While some of the elderly population that receives home care includes veterans who have served our country, not all of the veterans who require home care services are elderly.
And for these younger veterans there are often different types of care needed for issues like post-traumatic stress disorder, traumatic brain injuries and loss of limbs.
There are 23 million veterans and three million of them live with service-related disabilities, according to the Veterans Administration. Of the veterans returning from the conflicts in Iraq and Afghanistan, 43,000 are living with the effects of traumatic brain injuries; 16,000 suffered catastrophic or devastating physical injuries; 8,400 live with amputated or badly mangled limbs; there are 4,000 new cases of post-traumatic stress disorder (PTSD) diagnosed each month.
“The veterans are harder to care for than the typical population in home care,” said Ramona Streit, owner of Homewatch CareGivers serving Torrance, South Bay and Los Angeles Harbor in California. Streit has a contract with the local Veterans’ Administration and nearly half of her business involves caring for veterans.
Often what makes caring for veterans so difficult, Streit said, is the problems for which there are no veteran statistics: hoarding and combative anger, to name a couple. In addition, these veterans are more likely to switch caregivers—she has one client who has gone through 10 caregivers in one year. “The difference between caring for veterans and the aging population is that veterans are still cognitively there,” she said. “They want to get out and be active.”
One of Streit’s clients is John F., a 50-something Vietnam veteran who is blind and has PTSD (both of which he attributes to exposure to Agent Orange, an herbicide sprayed on forested land during the Vietnam War to defoliate trees and expose enemy fighters). He also has diabetes, kidney ailments, experiences sleeplessness and restlessness. “He’s a very pleasant person on his good days,” said Streit. “On his bad days he won’t even open the door.”
Although John F. is married, he needs in home care to assist him with bathing, housekeeping, meal preparation, and transportation to and from the V.A. for doctor’s appointments. “Not only are the veterans themselves more difficult, but then you add in dealing with their spouses and family members and their frustration,” explained Streit. John F.’s wife is on dialysis and Streit said that often caregivers are helping the whole family of veterans, not just the veteran. John has cycled through four caregivers in 10 months, but Streit calmly explains that he is not one of their most challenging cases.
To help prepare her caregivers for these special circumstances with veterans, she provided additional training on hoarding and PTSD that she got from the V.A. Home Care Training Specialist Nicole Brackett recommends courses from Homewatch CareGivers University that address with depression, which is often an underlying cause of hoarding, and behavior management for caregivers who have veteran clients.
“These deal with, ‘how do we help them when they don’t want us to clean their home?’,” explained Streit, who described home settings so filled with clutter that they bordered on unsafe with rotting food left out for weeks and narrow paths between ceiling-high stacks of personal belongings.
As overwhelming as some of these cases may seem, it is part of the process for both caregivers and the clients to adapt to in home care for veterans. “We are actually supplementing V.A. care with private pay care once they get used to us,” said Streit. “They want us to be there more often. The care turns into respite care when the wife or husband needs to get out.” She cites one client whose wife needed time alone so the caregiver took the client to a train station that he enjoys visiting.
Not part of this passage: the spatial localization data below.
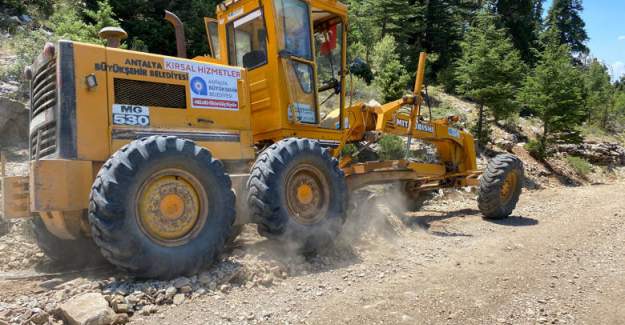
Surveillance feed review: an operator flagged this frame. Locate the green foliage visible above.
[606,90,625,132]
[566,156,592,177]
[378,134,406,160]
[456,10,526,144]
[518,31,585,155]
[48,0,117,44]
[456,10,526,120]
[494,0,543,66]
[0,29,50,83]
[584,59,614,128]
[546,0,589,54]
[0,0,54,16]
[0,0,117,91]
[373,36,410,102]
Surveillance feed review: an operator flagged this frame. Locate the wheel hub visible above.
[500,172,517,202]
[137,170,205,245]
[286,165,329,224]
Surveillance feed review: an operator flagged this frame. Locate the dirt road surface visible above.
[0,182,625,325]
[132,184,625,324]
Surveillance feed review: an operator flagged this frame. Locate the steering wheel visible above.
[318,78,341,94]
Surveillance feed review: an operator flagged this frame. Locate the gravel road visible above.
[131,184,625,324]
[0,182,625,325]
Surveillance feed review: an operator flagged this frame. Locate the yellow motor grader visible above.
[2,0,523,278]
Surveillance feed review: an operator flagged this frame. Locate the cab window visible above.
[313,17,344,129]
[206,19,221,60]
[275,0,312,60]
[227,9,267,69]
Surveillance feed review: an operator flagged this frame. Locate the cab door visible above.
[274,0,320,125]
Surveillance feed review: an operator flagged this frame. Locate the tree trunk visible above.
[477,103,484,146]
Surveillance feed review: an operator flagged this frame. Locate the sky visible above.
[545,0,625,80]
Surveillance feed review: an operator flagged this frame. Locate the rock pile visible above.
[557,141,625,166]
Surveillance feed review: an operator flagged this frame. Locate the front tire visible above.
[477,154,525,219]
[89,136,235,279]
[248,138,347,253]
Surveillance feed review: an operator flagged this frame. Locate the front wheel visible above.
[248,138,347,253]
[477,154,525,219]
[89,136,235,279]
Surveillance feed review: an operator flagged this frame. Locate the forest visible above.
[0,0,625,157]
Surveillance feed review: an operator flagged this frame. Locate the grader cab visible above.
[3,0,523,278]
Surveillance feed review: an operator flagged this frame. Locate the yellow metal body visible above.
[4,0,479,242]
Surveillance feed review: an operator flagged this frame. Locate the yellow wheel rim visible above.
[137,169,207,246]
[500,172,518,202]
[297,184,314,204]
[285,164,330,225]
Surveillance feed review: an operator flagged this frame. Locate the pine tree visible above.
[416,0,475,88]
[546,0,589,54]
[494,0,544,66]
[584,59,614,129]
[456,10,525,144]
[518,31,585,157]
[373,35,410,102]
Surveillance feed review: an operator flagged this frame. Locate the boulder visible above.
[61,292,115,325]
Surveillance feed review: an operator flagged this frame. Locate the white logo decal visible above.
[165,59,242,111]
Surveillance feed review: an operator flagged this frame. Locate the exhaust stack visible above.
[165,10,187,59]
[98,27,128,48]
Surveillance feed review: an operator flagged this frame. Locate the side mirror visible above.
[349,58,373,85]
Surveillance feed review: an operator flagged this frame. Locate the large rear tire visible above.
[477,154,525,219]
[248,138,347,253]
[89,136,235,279]
[31,216,106,268]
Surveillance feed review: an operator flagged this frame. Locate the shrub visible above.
[525,140,547,160]
[378,135,406,160]
[566,156,592,177]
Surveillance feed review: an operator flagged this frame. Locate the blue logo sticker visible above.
[447,128,460,138]
[191,77,208,96]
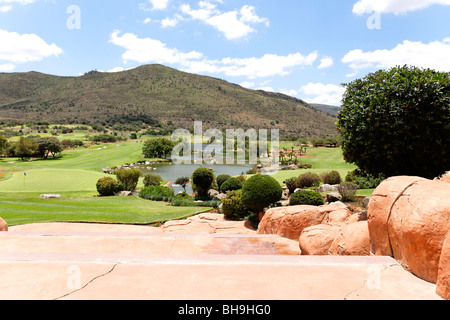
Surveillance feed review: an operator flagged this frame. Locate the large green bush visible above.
[320,170,342,184]
[220,178,243,193]
[222,190,251,221]
[216,174,231,190]
[97,177,119,197]
[242,174,283,218]
[192,167,215,198]
[116,168,142,191]
[297,172,321,188]
[289,191,325,206]
[337,66,450,178]
[139,186,174,201]
[338,182,358,202]
[144,173,163,187]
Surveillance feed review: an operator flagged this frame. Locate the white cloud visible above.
[109,30,318,79]
[139,0,169,11]
[353,0,450,15]
[240,5,270,27]
[0,63,16,72]
[342,38,450,75]
[185,52,317,79]
[106,67,125,73]
[0,29,63,69]
[180,1,270,40]
[161,14,182,28]
[0,5,12,13]
[109,30,202,64]
[0,0,35,13]
[240,81,255,89]
[317,57,334,69]
[300,82,345,106]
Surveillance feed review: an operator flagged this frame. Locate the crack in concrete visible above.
[53,264,118,300]
[386,179,422,257]
[344,265,398,300]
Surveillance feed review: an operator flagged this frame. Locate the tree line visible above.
[0,136,64,161]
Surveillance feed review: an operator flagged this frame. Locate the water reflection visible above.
[139,163,252,194]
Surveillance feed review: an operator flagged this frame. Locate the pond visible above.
[139,164,252,194]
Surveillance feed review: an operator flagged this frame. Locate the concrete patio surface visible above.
[0,224,441,300]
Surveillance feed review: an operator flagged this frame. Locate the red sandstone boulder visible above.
[0,218,8,232]
[258,205,348,241]
[299,224,341,256]
[368,177,450,283]
[367,176,426,256]
[437,171,450,183]
[436,232,450,300]
[329,221,370,256]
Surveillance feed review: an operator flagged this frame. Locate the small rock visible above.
[117,191,133,197]
[326,192,342,203]
[0,218,8,232]
[40,194,62,199]
[330,201,348,209]
[317,184,339,193]
[363,197,370,209]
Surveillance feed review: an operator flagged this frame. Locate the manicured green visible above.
[0,193,209,226]
[337,65,450,179]
[0,142,211,226]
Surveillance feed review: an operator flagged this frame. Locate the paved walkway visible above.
[0,224,440,300]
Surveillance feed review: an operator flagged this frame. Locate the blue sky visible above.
[0,0,450,105]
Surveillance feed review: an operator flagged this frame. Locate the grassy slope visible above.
[0,142,208,226]
[273,148,373,196]
[0,65,336,136]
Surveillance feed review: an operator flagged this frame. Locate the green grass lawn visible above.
[0,193,209,226]
[0,141,373,226]
[0,141,211,226]
[273,148,373,196]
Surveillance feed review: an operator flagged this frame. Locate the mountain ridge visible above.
[0,65,336,136]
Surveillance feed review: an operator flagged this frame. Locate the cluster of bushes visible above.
[0,136,63,160]
[284,171,342,194]
[222,174,283,220]
[61,139,83,149]
[289,190,325,206]
[97,168,142,197]
[139,185,221,208]
[345,169,386,189]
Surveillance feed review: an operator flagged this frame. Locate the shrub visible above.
[345,169,385,189]
[337,66,450,179]
[297,172,320,188]
[142,138,176,159]
[116,168,142,191]
[241,174,283,218]
[192,168,214,198]
[139,186,174,201]
[220,178,243,193]
[97,177,119,197]
[222,190,250,221]
[144,173,162,187]
[289,191,325,206]
[175,177,191,193]
[284,177,297,194]
[216,174,231,190]
[338,182,358,202]
[170,197,222,208]
[320,171,342,184]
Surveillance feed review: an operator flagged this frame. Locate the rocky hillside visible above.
[0,65,336,136]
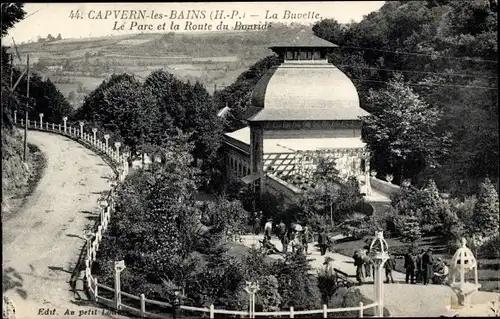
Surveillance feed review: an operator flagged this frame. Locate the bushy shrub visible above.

Statistics from a study by the United Health Foundation show that care for a veteran with service-related health conditions is a longer-term challenge with a higher burden of care. These veterans tend to need assistance with activities for daily living such as bathing, dressing and feeding as well as help with housework, transportation and grocery shopping. As a result of this great need, their family caregivers report higher emotional stress and physical strain along with financial hardship.
Given all of these variables, Streit and her staff of caregivers remain sympathetic to these veterans. “I always tell my caregivers, ‘You haven’t walked in their shoes. You don’t know what has happened to them’,” she said. “It’s a privilege to serve them in their time of need because they served our country.”